Maelic / SGG-Benchmark

A New Benchmark for Scene Graph Generation, targeting real-world applications
MIT License
34 stars 5 forks source link

Tests with different pre-trained Detection Networks #15

Open claudio-dg opened 3 months ago

claudio-dg commented 3 months ago

Hi @Maelic, thanks for your help with my previous issue, it works perfectly now! As a further step, I would like to test the SGG using a custom pre-trained detection network so I have two main questions:

1) Is it possible to re-use the pre-trained PE-NET model with a very different object detector? I am trying to test a YoloV8 model which is based on completely different classes (i.e. 27 classes instead of the 150 classes of VG150), in order to mantain the relation part but using it on different objects. Can it be done or is it required to perform a new training phase of the Relation Network (SGG model) from scratch?

2) Can I use the pre-trained networks you provided on a smaller subset of the 150 VG classes (e.g., only on the first 70 classes)?, is it again feasible, or on the contrary, is the Relation model constrained to work with all 150 classes?

I hope my questions are clear enough. As always, thank you in advance for your assistance and availability!

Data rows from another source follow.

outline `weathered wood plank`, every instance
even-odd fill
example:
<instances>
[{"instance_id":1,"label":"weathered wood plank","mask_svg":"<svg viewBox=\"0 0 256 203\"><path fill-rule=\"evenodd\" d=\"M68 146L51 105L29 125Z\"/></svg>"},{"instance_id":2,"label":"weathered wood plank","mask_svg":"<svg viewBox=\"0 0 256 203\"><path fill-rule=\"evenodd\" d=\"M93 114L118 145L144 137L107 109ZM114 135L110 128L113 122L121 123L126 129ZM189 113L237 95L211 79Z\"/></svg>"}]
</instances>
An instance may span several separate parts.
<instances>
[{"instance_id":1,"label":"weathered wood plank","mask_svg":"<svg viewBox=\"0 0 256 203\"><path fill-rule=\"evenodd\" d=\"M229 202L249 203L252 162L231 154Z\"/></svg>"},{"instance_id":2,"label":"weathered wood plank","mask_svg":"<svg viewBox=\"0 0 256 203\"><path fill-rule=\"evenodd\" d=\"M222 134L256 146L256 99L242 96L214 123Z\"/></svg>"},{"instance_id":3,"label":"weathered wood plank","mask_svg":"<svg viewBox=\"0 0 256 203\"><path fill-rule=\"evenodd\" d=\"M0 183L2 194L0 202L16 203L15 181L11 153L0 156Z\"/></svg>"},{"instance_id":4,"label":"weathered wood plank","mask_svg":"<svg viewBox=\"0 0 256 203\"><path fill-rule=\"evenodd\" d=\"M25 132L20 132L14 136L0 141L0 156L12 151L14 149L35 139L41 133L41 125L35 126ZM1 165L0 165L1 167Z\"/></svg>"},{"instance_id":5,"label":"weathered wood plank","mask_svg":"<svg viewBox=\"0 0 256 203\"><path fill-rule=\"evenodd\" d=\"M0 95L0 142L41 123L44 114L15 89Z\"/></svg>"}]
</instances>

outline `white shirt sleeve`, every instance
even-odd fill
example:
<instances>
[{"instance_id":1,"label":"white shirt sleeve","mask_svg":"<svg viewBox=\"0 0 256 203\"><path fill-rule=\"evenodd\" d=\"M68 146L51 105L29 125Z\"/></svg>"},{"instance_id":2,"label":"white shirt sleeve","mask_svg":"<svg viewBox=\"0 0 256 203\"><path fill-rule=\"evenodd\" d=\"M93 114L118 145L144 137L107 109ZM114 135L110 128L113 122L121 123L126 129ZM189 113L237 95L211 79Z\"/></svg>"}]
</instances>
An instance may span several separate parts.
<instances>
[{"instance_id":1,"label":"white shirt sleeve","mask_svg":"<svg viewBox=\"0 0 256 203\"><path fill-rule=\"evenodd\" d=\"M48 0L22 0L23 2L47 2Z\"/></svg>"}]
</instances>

Maelic commented 3 months ago

Hi @claudio-dg,

These questions are good questions but unfortunately, they go a bit beyond the goal of this codebase. What you are trying to do is transfer learning (using a model trained on some data and transferring its knowledge or part of its knowledge to new data), which is a complex problem with no straightforward approach. In theory, it should be possible to load a pre-trained model on VG150 and fine-tune it on another dataset but in practice, it is a bit more complex. For instance, the PE-NET model takes as input word embeddings of the object classes that are encoded in the model (see this line). So if you want to change the classes and do some transfer learning you will have to load part of the gradients, which is not supported by my codebase right now. Oh and to do this you will also need to separate the object predictor and relation predictor, which should be possible by saving two different weights files and then loading them one after each other (which requires changing the checkpoint loader as well).

To conclude I would say that yes it is possible but it requires changing a lot of stuff in the codebase.

Best

Maelic commented 3 months ago

Regarding your second question, it is not possible to constraint the network on a subset of classes after training, the only thing you can do is filter the output on the classes that you are interested in (for that you can have a look at my custom post-processing method). You can also filter out classes in the original annotation files (the dict.json and .h5 files) and retrain the model from scratch.